File 0001-FIX-CVE-2025-13086-Improper-validation-of-source-IP-.patch of Package openvpn
From 6b0c45463a1420814ebe6ee8f3f6164e8ee8eaa0 Mon Sep 17 00:00:00 2001
From: Rahul Jain <rahul@localhost.localdomain>
Date: Tue, 3 Feb 2026 23:25:28 +0530
Subject: [PATCH] FIX:CVE-2025-13086 Improper validation of source IP addresses
in OpenVPN version
---
src/openvpn/ssl_pkt.c | 9 +++--
tests/unit_tests/openvpn/test_pkt.c | 63 +++++++++++++++++++++++++++--
2 files changed, 64 insertions(+), 8 deletions(-)

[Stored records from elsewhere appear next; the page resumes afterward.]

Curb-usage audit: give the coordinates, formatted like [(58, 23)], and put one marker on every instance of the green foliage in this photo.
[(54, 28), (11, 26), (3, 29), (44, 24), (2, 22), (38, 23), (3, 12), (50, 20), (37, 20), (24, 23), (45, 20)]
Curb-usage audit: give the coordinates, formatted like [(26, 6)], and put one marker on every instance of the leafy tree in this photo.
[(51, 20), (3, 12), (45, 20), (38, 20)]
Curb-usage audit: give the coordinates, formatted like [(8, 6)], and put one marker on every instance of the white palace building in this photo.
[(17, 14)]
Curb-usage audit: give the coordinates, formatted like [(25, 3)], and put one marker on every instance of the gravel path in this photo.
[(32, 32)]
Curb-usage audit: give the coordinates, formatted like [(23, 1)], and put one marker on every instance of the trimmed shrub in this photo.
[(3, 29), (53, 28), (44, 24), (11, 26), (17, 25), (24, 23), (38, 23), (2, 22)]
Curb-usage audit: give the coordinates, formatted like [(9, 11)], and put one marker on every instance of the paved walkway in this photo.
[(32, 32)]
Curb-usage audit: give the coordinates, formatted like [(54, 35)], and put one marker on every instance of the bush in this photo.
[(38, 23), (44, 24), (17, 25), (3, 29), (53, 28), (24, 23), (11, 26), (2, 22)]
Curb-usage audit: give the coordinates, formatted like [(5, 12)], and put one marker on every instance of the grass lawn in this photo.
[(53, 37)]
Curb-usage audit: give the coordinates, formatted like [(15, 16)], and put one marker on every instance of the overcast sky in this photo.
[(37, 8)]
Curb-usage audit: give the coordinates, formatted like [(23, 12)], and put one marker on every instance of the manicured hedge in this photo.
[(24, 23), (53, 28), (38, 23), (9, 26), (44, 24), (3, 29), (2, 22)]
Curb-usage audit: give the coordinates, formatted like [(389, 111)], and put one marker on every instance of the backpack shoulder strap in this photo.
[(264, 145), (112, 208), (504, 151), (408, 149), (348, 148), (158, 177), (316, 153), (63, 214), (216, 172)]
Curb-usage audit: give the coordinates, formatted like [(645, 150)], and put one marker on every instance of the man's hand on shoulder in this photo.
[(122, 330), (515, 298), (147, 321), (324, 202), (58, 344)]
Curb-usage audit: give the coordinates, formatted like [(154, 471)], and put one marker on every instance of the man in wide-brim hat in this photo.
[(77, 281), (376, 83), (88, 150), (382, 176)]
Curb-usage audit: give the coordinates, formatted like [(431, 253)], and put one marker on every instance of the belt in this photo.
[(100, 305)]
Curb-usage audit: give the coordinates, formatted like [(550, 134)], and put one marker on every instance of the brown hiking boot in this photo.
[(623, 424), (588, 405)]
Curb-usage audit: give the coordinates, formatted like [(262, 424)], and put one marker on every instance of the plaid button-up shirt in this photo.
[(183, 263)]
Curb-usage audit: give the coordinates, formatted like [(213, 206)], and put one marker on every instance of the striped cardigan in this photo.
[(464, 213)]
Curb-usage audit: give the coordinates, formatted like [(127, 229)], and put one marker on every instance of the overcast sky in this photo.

diff --git a/src/openvpn/ssl_pkt.c b/src/openvpn/ssl_pkt.c
index 41299f4..2f44e6e 100644
--- a/src/openvpn/ssl_pkt.c
+++ b/src/openvpn/ssl_pkt.c
@@ -544,14 +544,15 @@ check_session_id_hmac(struct tls_pre_decrypt_state *state,
{
return false;
}
-
- /* check adjacent timestamps too */
- for (int offset = -2; offset <= 1; offset++)
+
+ /* check adjacent timestamps too, the handwindow is split in 2 for the
+ * offset, so we check the current timeslot and the two before that */
+ for (int offset = -2; offset <= 0; offset++)
{
struct session_id expected_id =
calculate_session_id_hmac(state->peer_session_id, from, hmac, handwindow, offset);
- if (memcmp_constant_time(&expected_id, &state->server_session_id, SID_SIZE))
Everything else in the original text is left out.